Why Even Most Growing Firms Lack Clear Financial Advisor Career Tracks
While a small but growing firm can evolve a very positive career track for a new financial planner, there's an unfortunate caveat: the owner of the firm still has no idea what that career track is going to be.
After all, the reality is that when a firm is growing, it's difficult to project more than a few years in advance. For firms that are growing at a healthy 15% pace, with compounding the entire business will double every 5 years, creating a tremendous amount of opportunity but a huge amount of uncertainty as well. Frankly, a wise business owner should be deliberately cautious not to overcommit to a particular career track if the reality is that the firm is doubling every 5 years! Accordingly, the reality is that at even the rapidly growing firms that may turn out to have some of the best career tracks, the answer to the question "What is the career track at this firm?" is "I honestly have no idea, but as long as this firm continues to grow, there will be plenty of opportunity."
In turn, what this really means is that for most new financial planners looking for a great financial planning opportunity, joining one of the few big firms with established career tracks can lead to a very nice long-term career, but the "best" career tracks are perhaps likely to come from the firms that are too small to have a career track and are growing and evolving too quickly to have any idea how to craft one (though there are some services out there available to help figure this out). From the opposite side, what we see in our recruiting business as well is that the best hires tend to make their own career paths anyway!
In any event, though, the reality is that for most firms, those looking for a job are unlikely to find a career track anytime soon; the firms are either too small and not growing enough to have a career track, or they're growing so rapidly they won't have any idea what it's going to look like anyway!

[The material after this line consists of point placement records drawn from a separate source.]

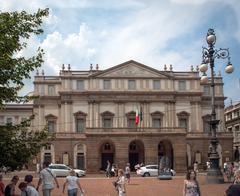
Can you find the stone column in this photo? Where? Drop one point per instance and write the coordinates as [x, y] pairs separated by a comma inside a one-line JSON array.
[[65, 117]]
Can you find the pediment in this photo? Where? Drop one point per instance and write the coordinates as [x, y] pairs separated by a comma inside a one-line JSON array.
[[132, 69]]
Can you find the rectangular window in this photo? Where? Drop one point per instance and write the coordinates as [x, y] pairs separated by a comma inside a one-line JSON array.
[[107, 123], [51, 126], [131, 84], [80, 125], [156, 123], [51, 90], [42, 89], [9, 120], [156, 84], [47, 147], [131, 123], [182, 85], [80, 85], [236, 114], [1, 120], [106, 84], [23, 119], [206, 90], [183, 123]]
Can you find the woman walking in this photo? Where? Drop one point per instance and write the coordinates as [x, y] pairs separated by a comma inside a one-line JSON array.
[[73, 184], [121, 183], [191, 186]]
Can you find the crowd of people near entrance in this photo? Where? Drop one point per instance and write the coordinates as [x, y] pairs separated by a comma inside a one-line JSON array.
[[48, 181]]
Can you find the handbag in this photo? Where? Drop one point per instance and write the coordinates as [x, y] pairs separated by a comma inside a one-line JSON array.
[[82, 193]]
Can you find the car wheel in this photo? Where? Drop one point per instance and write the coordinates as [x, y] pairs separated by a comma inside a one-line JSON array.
[[146, 174]]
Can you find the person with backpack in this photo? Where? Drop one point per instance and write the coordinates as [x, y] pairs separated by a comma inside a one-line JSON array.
[[73, 184], [47, 180], [10, 188]]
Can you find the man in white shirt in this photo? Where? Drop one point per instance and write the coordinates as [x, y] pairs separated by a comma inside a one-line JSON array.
[[47, 180], [31, 191]]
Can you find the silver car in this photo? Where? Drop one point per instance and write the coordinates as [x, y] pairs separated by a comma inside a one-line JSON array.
[[151, 170], [63, 170]]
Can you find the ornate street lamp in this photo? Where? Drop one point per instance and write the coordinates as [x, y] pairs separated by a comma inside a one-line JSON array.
[[209, 54]]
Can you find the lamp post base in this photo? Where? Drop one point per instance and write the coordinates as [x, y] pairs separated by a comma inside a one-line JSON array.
[[214, 176]]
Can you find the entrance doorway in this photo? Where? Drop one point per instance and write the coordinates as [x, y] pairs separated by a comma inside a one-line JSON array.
[[80, 161], [136, 153], [107, 154], [165, 149], [47, 157]]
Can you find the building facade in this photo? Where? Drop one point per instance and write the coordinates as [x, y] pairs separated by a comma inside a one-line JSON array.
[[232, 121], [93, 115]]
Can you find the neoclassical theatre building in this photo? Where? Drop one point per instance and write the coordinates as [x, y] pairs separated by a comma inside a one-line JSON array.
[[93, 114]]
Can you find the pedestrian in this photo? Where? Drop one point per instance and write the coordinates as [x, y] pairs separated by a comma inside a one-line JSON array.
[[224, 167], [234, 189], [10, 188], [195, 166], [31, 191], [73, 184], [47, 180], [23, 187], [108, 169], [121, 183], [127, 172], [191, 186], [229, 172], [2, 186]]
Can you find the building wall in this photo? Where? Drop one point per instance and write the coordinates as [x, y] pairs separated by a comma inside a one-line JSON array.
[[61, 100]]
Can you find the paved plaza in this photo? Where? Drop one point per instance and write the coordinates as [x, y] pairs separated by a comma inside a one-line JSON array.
[[98, 185]]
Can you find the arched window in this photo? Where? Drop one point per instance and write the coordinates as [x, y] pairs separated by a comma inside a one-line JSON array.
[[80, 121], [157, 119], [206, 123], [131, 119], [183, 120], [107, 119], [51, 123]]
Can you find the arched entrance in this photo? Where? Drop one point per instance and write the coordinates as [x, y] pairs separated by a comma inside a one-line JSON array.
[[80, 156], [189, 156], [165, 149], [107, 152], [136, 153], [48, 154], [219, 151]]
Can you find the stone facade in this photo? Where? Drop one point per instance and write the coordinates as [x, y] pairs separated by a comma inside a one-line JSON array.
[[232, 120], [93, 114]]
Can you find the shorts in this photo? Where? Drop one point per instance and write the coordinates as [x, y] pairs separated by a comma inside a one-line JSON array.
[[47, 192], [72, 192]]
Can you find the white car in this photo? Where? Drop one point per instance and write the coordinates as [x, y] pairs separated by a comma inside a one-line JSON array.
[[63, 170], [151, 170]]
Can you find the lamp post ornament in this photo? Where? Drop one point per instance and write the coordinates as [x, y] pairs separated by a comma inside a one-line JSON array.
[[209, 55]]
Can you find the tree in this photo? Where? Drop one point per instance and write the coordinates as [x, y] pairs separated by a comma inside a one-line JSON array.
[[15, 29], [18, 143]]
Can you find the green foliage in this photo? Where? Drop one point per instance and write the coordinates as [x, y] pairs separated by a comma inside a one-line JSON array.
[[18, 145], [15, 29]]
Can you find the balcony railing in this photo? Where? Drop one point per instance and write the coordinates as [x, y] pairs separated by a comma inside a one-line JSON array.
[[142, 130]]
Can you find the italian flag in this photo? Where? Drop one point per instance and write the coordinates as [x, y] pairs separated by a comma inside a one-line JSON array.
[[137, 117]]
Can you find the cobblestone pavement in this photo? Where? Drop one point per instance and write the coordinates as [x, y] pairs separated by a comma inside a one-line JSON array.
[[97, 185]]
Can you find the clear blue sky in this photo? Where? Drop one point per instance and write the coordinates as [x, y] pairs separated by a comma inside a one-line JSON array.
[[152, 32]]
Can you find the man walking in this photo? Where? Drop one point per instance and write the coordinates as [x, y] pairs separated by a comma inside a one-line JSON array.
[[47, 180]]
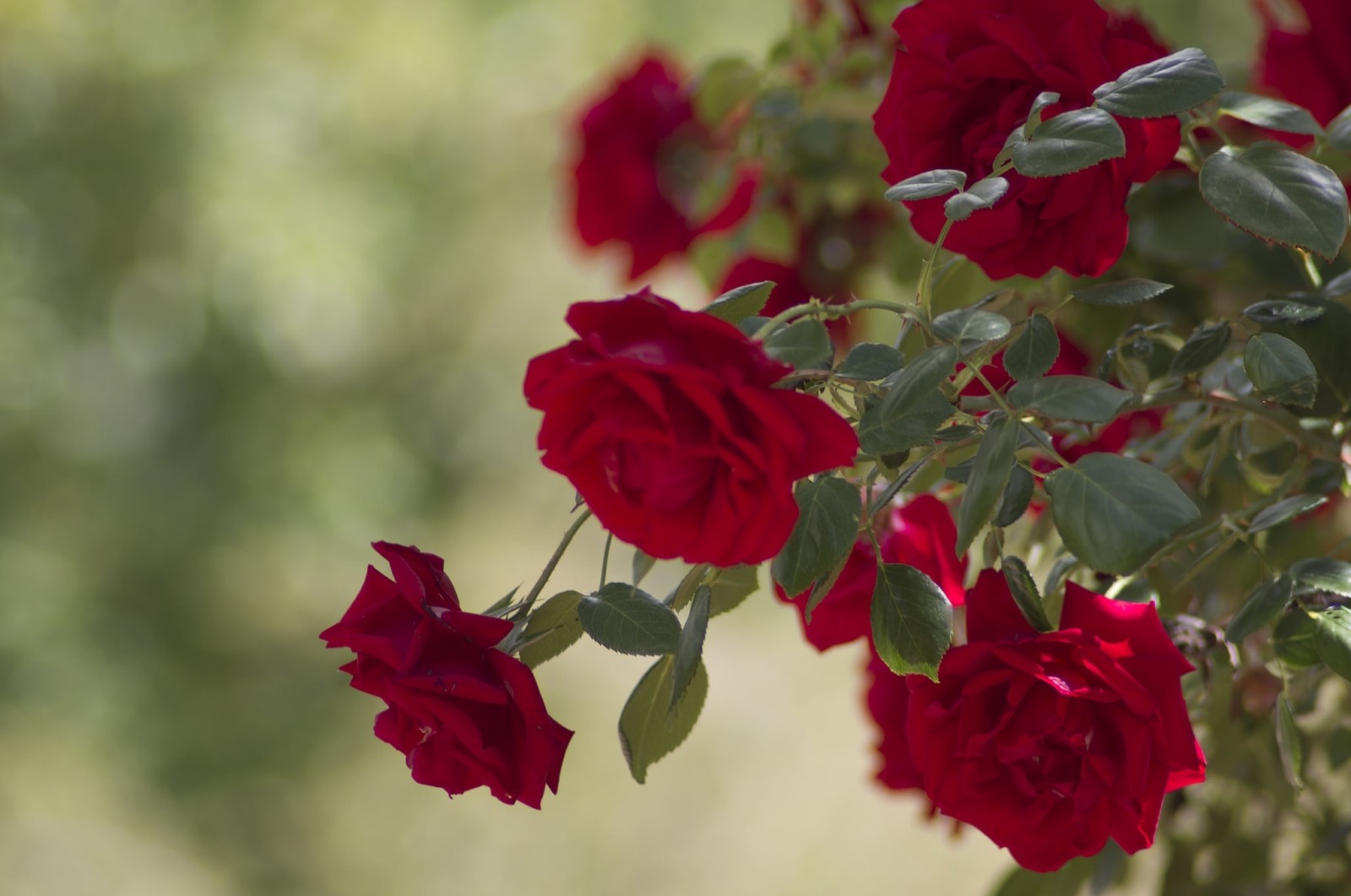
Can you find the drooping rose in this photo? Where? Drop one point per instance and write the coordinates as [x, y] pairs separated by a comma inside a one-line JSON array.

Which means in the end, for financial planning firms who want to attract - and retain - the top talent, growth is an imperative. And for new financial planners, if you're really concerned about your opportunities for career growth, the real question to ask is not "what is your firm's career track" (knowing they probably won't have one anyway) but instead "how much is this firm growing" so you can feel confident that opportunities will abound in the future.
Dave Grant, CFP® says
Michael, was this my early Christmas present – having a link to my site?!
I agree with your thoughts. A career track is going to be unique for every firm, and everybody they hire. Then if the firm is rapidly growing, the whole end result of the career track may be adjusted in the process. However, I think this can be managed by having the vision of the company in mind when creating these tracks and also keeping them to a maximum of 5 years in length (my ideal is 3 years).
I think it also helps to have someone from the outside look at your company to determine what may be needed with a career track and make sure they are developed with the company goals and advisor’s skillsets in mind.
If I may plug something: I am running a webinar in January with the Emerging Advisor Symposium about this topic and how career tracks can be designed and utilized. People can register here: https://www4.gotomeeting.com/register/756457231
John Minard says
Great post !! Totally agree with you. Thanks for sharing this valuable information.